Lots of people were still struggling on how to understand and how to implement the glycemic index (GI) chart even though they know already the benefits of using it. The numbers, categories and the listings are so complex. Another way to determine the GI varies on how the food was ranked, grown, harvested, cooked or prepared and how your body responds to it.

There were some contradictions on finding the GI. They say that it is not sufficient for a person to eat 50 grams of food. Thus, this theory has no connection on the possible effects of foods high in carbohydrates on the blood sugar from those that have low carbohydrates.

Luckily, nutritionists have found a solution to find the Glycemic Load by utilizing the computation and they realize that when a person who consumed carbohydrates has considerations and not all carbohydrates have fiber, they only have energy.
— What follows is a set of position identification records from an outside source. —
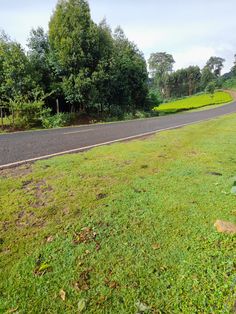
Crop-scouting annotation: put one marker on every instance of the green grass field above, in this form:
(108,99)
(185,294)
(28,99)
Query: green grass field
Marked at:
(126,228)
(230,84)
(194,102)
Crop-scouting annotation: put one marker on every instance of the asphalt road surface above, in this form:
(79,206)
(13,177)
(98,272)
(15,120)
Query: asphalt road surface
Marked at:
(17,148)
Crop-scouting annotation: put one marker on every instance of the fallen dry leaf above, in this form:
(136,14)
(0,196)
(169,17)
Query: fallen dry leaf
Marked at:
(156,246)
(62,295)
(49,239)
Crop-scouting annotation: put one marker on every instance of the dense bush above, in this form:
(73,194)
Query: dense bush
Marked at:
(57,120)
(25,114)
(194,102)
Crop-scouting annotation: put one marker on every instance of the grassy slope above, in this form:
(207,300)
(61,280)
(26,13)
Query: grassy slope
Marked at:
(195,102)
(230,84)
(149,208)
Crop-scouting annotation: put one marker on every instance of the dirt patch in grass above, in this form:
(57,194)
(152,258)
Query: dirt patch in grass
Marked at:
(124,228)
(17,172)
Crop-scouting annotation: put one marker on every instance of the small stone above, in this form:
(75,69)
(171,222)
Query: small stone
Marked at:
(225,226)
(49,239)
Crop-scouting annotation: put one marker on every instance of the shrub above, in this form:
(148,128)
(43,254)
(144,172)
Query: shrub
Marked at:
(26,113)
(57,120)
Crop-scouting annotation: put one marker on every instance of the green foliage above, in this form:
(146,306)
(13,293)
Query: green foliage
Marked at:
(148,242)
(207,77)
(210,89)
(215,65)
(183,82)
(15,77)
(230,83)
(160,65)
(57,120)
(39,58)
(194,102)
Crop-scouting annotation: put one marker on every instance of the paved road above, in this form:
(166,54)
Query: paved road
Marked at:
(22,146)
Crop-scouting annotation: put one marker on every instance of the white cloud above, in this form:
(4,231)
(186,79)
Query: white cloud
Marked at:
(193,56)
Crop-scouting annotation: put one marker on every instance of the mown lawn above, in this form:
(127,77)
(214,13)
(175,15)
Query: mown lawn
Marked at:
(194,102)
(126,228)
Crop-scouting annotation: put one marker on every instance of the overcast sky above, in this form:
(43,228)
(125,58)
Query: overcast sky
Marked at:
(191,30)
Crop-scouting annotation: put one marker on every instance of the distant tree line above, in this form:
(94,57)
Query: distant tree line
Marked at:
(78,66)
(183,82)
(83,67)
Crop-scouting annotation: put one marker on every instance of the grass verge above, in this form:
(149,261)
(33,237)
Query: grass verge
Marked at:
(194,102)
(126,228)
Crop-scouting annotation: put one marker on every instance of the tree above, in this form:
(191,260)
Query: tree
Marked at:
(15,77)
(207,77)
(233,70)
(193,79)
(75,47)
(128,75)
(211,89)
(38,55)
(160,65)
(215,64)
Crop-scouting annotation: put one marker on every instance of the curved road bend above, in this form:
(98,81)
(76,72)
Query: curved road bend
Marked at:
(24,146)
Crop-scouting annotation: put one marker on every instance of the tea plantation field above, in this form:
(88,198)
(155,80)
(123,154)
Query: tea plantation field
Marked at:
(194,102)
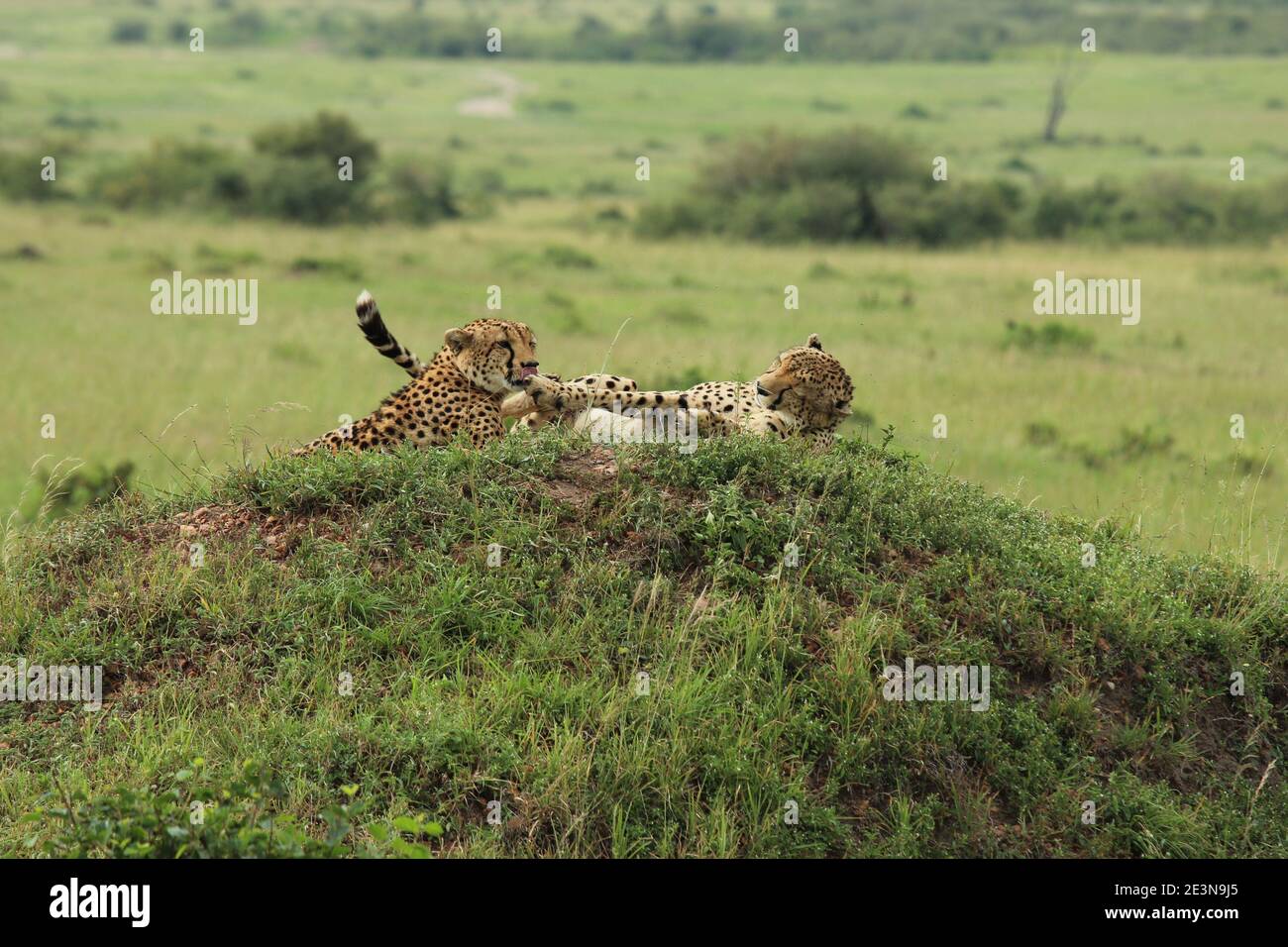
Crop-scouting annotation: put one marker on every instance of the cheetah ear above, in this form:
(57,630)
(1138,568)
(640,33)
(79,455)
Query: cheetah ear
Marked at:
(456,339)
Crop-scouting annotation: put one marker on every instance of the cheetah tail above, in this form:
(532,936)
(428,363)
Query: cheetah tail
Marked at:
(378,335)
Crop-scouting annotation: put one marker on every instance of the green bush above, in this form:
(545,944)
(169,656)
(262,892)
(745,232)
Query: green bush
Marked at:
(193,818)
(174,172)
(858,184)
(326,136)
The glycemic load must be used together with the GI because it shows the intake of food and how it combines to others. To compute for the glycemic load, divide the GI by 100 then multiply it with the amount carbohydrates in grams.

Foods that have a glycemic load of 20 and above is high, then medium if is at 11-19 and below 10 is low. An example of this is a watermelon that has a GI of 72. We must know that for every 120 gram serving, 6 grams per serving is allotted for carbohydrates. To compute, we must divide 72 by 100 then multiplied by 6 will result to 4.32 then rounded down to 4. You noticed that even if the watermelon’s GI is high, its glycemic load is lower.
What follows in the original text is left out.